Hi!  I'm back, after a long break from blogging.  Guess what?  I have a new hobby!  You're shocked, I can hear the collective gasp from here.

I have made quite a few batches of soap so far, and was inspired to join in on the Soap Challenge Club fun over at Great Cakes Soapworks.  This month's challenge was combed soap.  As I said, I'm new to soaping, and I'm especially new to colorants in my soap.  I've had a few, *ahem* learning experiments, shall we say.  My first try at coloring soap ended with a soap with three variations on the same tan.  My second attempt was OK. But the third, oh, the third was supposed to be a nice Christmasy Red and Green.
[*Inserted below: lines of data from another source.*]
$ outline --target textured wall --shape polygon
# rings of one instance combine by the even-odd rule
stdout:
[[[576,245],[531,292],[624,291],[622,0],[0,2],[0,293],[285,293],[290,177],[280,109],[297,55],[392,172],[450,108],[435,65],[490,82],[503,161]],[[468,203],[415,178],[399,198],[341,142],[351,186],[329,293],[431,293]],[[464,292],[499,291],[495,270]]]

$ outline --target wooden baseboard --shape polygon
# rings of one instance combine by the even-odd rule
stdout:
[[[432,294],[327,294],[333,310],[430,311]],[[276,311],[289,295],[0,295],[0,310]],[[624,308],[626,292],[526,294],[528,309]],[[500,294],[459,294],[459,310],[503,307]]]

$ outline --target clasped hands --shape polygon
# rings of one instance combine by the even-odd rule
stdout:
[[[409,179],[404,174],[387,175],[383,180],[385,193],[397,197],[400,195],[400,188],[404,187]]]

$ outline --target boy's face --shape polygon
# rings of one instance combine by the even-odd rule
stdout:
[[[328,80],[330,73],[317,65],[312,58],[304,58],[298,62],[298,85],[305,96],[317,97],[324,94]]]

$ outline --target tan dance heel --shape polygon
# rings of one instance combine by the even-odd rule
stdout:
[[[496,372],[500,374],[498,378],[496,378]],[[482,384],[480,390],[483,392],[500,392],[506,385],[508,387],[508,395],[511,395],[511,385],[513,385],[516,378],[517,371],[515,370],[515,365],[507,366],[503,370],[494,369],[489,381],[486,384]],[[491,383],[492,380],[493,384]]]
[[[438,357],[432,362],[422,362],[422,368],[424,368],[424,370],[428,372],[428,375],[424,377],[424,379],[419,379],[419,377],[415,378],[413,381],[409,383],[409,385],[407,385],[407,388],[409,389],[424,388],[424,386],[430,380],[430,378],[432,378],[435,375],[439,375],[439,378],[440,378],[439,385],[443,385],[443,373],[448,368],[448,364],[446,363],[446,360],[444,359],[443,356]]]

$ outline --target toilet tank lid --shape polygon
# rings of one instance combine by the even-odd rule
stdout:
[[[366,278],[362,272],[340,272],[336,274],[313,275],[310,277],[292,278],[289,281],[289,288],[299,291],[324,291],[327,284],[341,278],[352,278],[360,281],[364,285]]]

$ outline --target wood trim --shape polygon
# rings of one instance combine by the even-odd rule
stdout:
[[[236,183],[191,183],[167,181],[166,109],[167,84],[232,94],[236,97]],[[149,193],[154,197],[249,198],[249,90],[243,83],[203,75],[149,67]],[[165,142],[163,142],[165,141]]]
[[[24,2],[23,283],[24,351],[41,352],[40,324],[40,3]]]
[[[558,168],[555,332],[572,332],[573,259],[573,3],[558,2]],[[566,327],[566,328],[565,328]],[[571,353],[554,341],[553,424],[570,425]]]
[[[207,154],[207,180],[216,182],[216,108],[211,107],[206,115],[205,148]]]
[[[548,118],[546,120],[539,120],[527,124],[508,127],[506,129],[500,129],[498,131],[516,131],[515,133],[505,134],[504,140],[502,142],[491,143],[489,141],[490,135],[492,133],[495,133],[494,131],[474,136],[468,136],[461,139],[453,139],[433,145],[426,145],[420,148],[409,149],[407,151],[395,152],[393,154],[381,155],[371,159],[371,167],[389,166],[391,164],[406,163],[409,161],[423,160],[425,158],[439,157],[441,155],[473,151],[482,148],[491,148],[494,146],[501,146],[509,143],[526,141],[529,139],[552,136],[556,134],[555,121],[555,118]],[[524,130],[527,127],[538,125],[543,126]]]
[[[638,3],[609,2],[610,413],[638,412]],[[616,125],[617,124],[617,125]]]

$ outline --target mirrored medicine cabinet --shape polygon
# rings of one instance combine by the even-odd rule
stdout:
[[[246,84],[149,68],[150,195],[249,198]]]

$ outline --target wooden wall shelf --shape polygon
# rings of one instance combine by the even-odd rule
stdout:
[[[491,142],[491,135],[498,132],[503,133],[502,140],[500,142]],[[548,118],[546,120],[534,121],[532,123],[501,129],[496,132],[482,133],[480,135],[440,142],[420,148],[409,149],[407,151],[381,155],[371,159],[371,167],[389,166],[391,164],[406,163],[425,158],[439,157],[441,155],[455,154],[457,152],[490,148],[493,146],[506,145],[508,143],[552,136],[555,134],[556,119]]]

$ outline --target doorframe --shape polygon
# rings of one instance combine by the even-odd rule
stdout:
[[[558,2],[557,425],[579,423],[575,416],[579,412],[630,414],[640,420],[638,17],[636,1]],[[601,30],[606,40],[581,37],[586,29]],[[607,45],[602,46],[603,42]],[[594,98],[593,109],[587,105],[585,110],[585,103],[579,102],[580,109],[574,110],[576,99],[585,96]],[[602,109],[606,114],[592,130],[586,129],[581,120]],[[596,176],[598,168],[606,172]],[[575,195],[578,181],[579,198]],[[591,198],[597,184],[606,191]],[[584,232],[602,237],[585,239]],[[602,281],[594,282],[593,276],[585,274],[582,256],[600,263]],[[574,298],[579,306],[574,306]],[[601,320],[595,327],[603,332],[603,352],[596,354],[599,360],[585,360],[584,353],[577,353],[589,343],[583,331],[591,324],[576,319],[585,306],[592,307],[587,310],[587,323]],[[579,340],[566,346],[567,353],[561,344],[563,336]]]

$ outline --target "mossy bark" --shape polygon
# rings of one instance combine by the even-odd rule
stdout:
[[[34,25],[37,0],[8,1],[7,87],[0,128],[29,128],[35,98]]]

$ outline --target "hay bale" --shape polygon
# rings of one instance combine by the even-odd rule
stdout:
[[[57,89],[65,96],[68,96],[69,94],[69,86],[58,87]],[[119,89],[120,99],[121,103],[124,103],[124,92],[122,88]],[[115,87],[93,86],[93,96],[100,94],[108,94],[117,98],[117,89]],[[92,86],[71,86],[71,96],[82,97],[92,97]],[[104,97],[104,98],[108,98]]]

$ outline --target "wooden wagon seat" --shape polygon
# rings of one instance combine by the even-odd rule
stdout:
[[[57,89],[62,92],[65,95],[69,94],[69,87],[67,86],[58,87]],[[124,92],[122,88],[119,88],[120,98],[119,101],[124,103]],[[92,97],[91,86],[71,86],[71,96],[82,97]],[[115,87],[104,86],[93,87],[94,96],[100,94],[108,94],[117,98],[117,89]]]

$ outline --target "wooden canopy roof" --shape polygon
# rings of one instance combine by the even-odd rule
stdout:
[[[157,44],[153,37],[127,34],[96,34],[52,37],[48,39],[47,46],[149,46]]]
It ended up orange and purple!! Lessons learned, research completed, new colorants ordered for the challenge!

J (and S) so nicely documented the process for me.  Excuse the ridiculously messy counters in the background.  I decided soaping was more important than cleaning (which I did do after the soaping fun was completed!)  Plus, I ended up using the end of a couple of bottles of oils, so those somehow ended up in the pics too. Also, excuse the messy hair.  (That's a story for a different blog, that has nothing to do with crafting and everything to do with the fact that I was not allowed to get my head wet for 12 days!) J seems to think every pic of something I'm doing needs to include the actual person doing said thing.

I started with a basic, slow moving soap batter.  I used the recipe provided by the Amy Warden, the club hostess.  It was my first soap with lard, but I'm glad I finally tried one!  Then I divided out a few small portions for colorants (but no fragrance.) In her example, Amy used five colors.  But I hate pink, so I just went with a little more red and called it good.

I scented and colored the majority of the batter, then poured it into my makeshift mold (I chopped up a box that some supplies came in! Feeling pretty thrifty about that one) as a base for the pretty swirls. 

Then the fun began!  I just layered the colors on, in squiggly lines, until I was out of colored soap batter.

Next comes the combing.  With my "fancy" comb.

More lessons learned:  Moving the soap to a safe place where it could sit for the chemical reaction to complete, some of the prettily swirled lines got less pretty. Next time (and there will be a next time, this soap is seriously fun, and just "wow"!) I'll plan to leave it in place for a few hours before moving it.

Then the soap had to sit for a day.  Once the soap had set up a bit, I could pull it out of the mold and cut it.  Here's the result:

The top of the soap has a different texture than I expected.  I'm not entirely sure whether this is due to the recipe, or if it's due to the measures I took to avoid soda ash (a white coating on the top of the soap, which I thought would take away from the effect of the combing) I guess more experimentation is in order!  I am quickly going to be overrun with soap at this rate!